Internal-Guidance

Guiding a Diffusion Transformer

with the Internal Dynamics of Itself

Under Review

Xingyu Zhou¹, Qifan Li¹, Xiaobin Hu², Hai Chen^3,4, Shuhang Gu^1,*
¹University of Electronic Science and Technology of China ²National University of Singapore
³Sun Yat-sen University ⁴North China Institute of Computer Systems Engineering
^*Corresponding Author

[Paper] [Code] [HuggingFace]

TL;DR:

🔥 New SOTA on 256 × 256 ImageNet generation. We present Internal Guidance (IG), a simple yet powerful guidance mechanism for Diffusion Transformers. LightningDiT-XL/1 + IG sets a new state of the art with FID = 1.07 on ImageNet, while achieving FID = 1.24 without classifier-free guidance. IG delivers dramatic quality gains with far fewer training epochs, adds negligible overhead, and works as a drop-in upgrade for modern diffusion transformers.

Method

(a) Internal Guidance (IG) is a lightweight guidance framework for Diffusion Transformers that leverages the model’s own internal dynamics to improve both generation quality and training efficiency. During training, IG introduces a simple auxiliary supervision at an intermediate layer, enabling the model to produce a weaker but semantically meaningful intermediate prediction alongside the final output. This additional supervision helps stabilize optimization and alleviates gradient vanishing in deep diffusion transformers.
(b) At inference time, IG treats the intermediate output as an internal “weaker model” and guides the final prediction by extrapolating between intermediate and final-layer outputs. This yields an autoguidance-like effect without requiring degraded models, extra training, or additional sampling steps. As a result, IG enhances sample fidelity while preserving diversity.
(c) IG is fully plug-and-play and can be seamlessly integrated into existing Diffusion Transformer architectures. Moreover, it is complementary to classifier-free guidance (CFG) and guidance intervals, enabling further performance gains. Extensive experiments demonstrate that IG consistently improves generation quality across model scales and backbones, achieving state-of-the-art results with minimal computational overhead.

Discussion

We conduct a 2D toy example experiment similar to Autoguidance to further analyze the role of the IG.

Compatibility with CFG: IG can be combined with classifier-free guidance (CFG), further improving image quality. This synergy between IG and CFG significantly reduces outliers while maintaining diversity.

Guidance Interval: The introduction of a guidance interval allows IG to be applied selectively at certain noise levels. This enhances its effectiveness, particularly in high-noise ranges, while avoiding over-simplification of the generated samples.

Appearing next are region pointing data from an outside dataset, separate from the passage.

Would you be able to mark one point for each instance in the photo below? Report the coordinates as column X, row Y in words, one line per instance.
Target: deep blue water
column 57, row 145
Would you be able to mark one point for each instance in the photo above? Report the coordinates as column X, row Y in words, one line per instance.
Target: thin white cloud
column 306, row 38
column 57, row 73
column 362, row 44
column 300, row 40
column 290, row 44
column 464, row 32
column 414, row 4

Training Acceleration: By incorporating IG into the training process, we can also accelerate convergence. In experiments on SiT-B/2, the IG-based training loss has been shown to outperform REPA, demonstrating faster convergence with comparable or better generation quality.

Experimental Results

We demonstrate the effectiveness of the IG that we have proposed.

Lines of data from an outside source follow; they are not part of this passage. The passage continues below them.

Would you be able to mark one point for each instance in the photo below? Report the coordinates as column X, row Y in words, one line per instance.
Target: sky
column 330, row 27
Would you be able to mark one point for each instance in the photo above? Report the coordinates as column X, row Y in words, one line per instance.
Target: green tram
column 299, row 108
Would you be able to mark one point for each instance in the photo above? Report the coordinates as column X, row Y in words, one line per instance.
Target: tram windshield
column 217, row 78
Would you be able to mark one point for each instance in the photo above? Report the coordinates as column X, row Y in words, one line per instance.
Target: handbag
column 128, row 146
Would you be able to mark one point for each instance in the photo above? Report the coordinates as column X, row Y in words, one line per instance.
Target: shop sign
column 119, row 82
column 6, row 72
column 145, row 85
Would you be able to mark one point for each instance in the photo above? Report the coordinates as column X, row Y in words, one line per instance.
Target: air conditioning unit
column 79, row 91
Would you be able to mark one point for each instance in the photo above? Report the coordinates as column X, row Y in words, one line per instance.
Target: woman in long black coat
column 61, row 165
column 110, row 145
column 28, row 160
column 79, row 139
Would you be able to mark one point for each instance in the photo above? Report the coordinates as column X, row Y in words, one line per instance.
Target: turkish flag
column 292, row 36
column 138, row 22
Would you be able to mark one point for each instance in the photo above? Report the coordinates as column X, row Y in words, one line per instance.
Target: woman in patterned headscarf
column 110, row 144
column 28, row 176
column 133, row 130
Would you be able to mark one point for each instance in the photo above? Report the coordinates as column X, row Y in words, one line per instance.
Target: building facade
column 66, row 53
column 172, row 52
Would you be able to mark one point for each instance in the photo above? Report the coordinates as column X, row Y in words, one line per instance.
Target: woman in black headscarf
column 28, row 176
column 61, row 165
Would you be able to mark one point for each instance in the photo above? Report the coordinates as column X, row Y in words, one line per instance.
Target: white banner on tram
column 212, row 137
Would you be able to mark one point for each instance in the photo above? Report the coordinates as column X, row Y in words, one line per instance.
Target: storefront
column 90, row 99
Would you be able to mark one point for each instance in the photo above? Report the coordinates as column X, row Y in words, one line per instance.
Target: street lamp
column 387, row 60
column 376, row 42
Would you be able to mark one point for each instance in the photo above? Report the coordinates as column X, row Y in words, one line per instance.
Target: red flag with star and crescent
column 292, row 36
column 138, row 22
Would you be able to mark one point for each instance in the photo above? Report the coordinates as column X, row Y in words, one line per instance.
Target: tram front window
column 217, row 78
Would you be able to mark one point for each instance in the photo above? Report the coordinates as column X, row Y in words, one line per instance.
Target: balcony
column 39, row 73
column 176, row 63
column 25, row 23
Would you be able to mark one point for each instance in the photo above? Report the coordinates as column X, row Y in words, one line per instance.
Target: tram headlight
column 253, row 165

Just adding an auxiliary supervision (without IG sampling) achieves a similar effect as that incorporates self-supervised representation learning as regularization.

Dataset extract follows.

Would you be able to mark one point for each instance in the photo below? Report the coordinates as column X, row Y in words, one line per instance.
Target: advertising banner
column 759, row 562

IG shows benifit on different baselines across different model size.

IG shows superior performance against all of other methods and can be combined with the methods that utilize pre-trained self-supervised representation models.

FID-50K comparison under random class sampling.

FID-50K comparison under uniform class sampling.

The combination of IG and CFG can further enhance the quality of image generation.

References

[1] Karras, Tero, et al. "Guiding a diffusion model with a bad version of itself." NeurIPS 2024.
[2] Yu, Sihyun, et al. "Representation alignment for generation: Training diffusion transformers is easier than you think." ICLR 2025.
[3] Yao, Jingfeng, et al. "Reconstruction vs. generation: Taming optimization dilemma in latent diffusion models." CVPR 2025.